I bolded the part I think is the key to your logic. If a DM is simply going to DM Fiat that certain things will never work simply because it would be inconvenient for his plot, then the entire player/dm relationship is flawed at its core. Now, if when developing your plot, you account for what the bad guy could concievably expect or potentially predict and take measures within his power to thwart them...that's different.

Many people have played with DM's who think the way you do and likely do what you have lined out and dont bother with Divinations. Many people can still have a happy, enjoyable gaming experience in that scenario.
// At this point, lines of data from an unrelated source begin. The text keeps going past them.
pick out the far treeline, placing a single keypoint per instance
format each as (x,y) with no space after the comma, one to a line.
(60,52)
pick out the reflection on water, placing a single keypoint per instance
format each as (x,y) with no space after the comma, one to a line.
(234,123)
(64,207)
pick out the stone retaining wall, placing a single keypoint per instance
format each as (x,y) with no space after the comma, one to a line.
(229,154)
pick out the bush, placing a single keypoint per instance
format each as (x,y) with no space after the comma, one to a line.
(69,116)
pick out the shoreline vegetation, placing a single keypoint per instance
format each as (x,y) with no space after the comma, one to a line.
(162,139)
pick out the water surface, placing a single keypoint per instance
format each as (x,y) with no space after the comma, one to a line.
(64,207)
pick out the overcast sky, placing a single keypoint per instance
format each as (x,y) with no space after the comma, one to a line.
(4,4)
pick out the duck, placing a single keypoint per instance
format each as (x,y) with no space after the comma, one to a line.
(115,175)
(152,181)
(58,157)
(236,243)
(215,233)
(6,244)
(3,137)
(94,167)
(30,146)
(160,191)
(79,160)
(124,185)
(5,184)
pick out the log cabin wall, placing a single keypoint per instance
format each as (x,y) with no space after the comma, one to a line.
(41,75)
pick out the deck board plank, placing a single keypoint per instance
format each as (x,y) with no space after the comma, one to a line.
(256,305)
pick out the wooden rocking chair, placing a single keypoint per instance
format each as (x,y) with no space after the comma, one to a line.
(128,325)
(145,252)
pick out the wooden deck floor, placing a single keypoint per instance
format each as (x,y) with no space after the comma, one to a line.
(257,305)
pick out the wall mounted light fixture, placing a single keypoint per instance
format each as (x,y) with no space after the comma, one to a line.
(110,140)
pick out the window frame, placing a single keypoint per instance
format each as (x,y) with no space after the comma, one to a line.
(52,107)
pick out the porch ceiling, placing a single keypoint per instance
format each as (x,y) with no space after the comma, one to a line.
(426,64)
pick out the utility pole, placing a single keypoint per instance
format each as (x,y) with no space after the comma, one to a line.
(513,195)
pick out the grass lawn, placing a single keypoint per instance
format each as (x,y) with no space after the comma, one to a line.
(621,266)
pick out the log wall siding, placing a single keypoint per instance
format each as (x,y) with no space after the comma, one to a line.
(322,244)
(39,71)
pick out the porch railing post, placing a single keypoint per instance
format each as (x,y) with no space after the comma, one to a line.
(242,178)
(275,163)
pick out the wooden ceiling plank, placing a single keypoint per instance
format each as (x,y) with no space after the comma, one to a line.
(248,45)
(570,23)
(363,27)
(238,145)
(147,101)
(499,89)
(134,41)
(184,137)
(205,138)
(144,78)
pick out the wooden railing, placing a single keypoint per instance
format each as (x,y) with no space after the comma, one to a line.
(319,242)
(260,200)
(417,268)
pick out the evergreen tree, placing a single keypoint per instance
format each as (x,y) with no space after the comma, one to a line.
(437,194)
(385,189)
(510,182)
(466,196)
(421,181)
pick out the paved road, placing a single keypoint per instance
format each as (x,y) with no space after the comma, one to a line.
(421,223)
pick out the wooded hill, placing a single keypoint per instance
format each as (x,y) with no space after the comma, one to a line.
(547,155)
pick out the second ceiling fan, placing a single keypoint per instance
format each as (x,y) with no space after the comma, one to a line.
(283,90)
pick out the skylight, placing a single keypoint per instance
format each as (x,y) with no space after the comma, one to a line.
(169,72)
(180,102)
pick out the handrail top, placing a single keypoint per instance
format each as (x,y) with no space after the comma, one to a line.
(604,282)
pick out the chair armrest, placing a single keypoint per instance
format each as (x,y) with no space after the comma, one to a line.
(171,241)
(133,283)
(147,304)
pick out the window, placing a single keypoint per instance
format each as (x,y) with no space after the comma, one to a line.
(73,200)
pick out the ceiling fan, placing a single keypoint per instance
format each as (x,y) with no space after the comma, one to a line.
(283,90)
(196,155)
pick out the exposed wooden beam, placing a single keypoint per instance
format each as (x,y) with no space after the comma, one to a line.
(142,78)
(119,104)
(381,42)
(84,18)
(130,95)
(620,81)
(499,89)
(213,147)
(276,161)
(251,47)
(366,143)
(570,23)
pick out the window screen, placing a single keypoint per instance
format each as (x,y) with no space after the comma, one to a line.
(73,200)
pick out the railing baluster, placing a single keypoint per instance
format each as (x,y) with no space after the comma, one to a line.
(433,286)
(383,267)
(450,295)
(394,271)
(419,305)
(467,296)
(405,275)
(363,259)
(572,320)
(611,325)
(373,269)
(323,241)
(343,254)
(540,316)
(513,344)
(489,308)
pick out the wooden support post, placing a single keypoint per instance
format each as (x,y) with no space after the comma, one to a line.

But what people here are usually discussing is a idealistic approach that would theoretically work in a world where a greater power isnt deciding "no, that wont work because plot".

Arael666
2015-06-10, 02:06 PM
I'm sorry, it seems I was misunderstood. I said that as an explanation to why I never bothered to use divinations with that intention before, I'm still curious as to how the playground does it and whats questions you guys usually ask, cause I intend to do that in my next campaign.

I checked the contact other plane spell but aside from "will I need resist elements today?" questions, I'm kinda lost at what to ask.

Urpriest
2015-06-10, 02:11 PM
While people like to talk up things like Contact Other Plane and Divination, in practice divinations are more useful for reconnaissance than for asking the DM what's going to happen. If you know that the Cave of Doom is full of undead, you can avoid spells that undead are immune to and focus on things to which undead are especially vulnerable. Scrying-type spells can help with this, as can things like Legend Lore.

Arael666
2015-06-10, 05:48 PM
While people like to talk up things like Contact Other Plane and Divination, in practice divinations are more useful for reconnaissance than for asking the DM what's going to happen. If you know that the Cave of Doom is full of undead, you can avoid spells that undead are immune to and focus on things to which undead are especially vulnerable. Scrying-type spells can help with this, as can things like Legend Lore.

This is pretty much how I ever used it. I really can't remember the last wizard I played that did not have Spontaneous Divination acf because of this.

icefractal
2015-06-10, 06:52 PM
I think an issue that often arises, when attempting divinations, is that the GM doesn't actually know the future. In-game, you might be asking Pelor, but in reality you are asking a normal person with normal prediction capabilities and no precognition.

So if you ask "Exactly what should we be prepared for today?", sans any other info, and I'm GMing? I have no idea. I would probably just say to not spend the spell, because I don't have the ability to answer that. If you stated your plans first, then asked, then maybe - I could give you some info, based on what I've prepared about the enemy capabilities. But TBH, I don't prepare things infinitely far in advance, and sometimes several sessions worth of events can happen in a single in-game day. So there might be enemies with abilities I don't yet know about, because I haven't finished statting them up yet. And even aside from that, unless you rigidly follow the plan you told the GM, without going outside the box at all, then there's going to be a point of divergence where the divination results become less useful because they're about different situations than what you're currently facing.

TL;DR - how helpful precognitive divinations are depends not only on how useful the GM wants to make them, but also by how useful the GM is able to make them. I've gotten more mileage out of non-future divinations like Scrying.

Psyren
2015-06-10, 06:57 PM
I think divinations should be useful without solving the entire game for you. The player should be rewarded for strategic thinking but this needs to be tempered by reason; after all, a divination is only as good as the question being asked. In addition, the plAyer shouldn't necessarily have hours of extra time casting a bunch of divination before bed or upon waking - the bad guy is not going to fritter around while they try to scrape together perfect intel on every challenge ahead.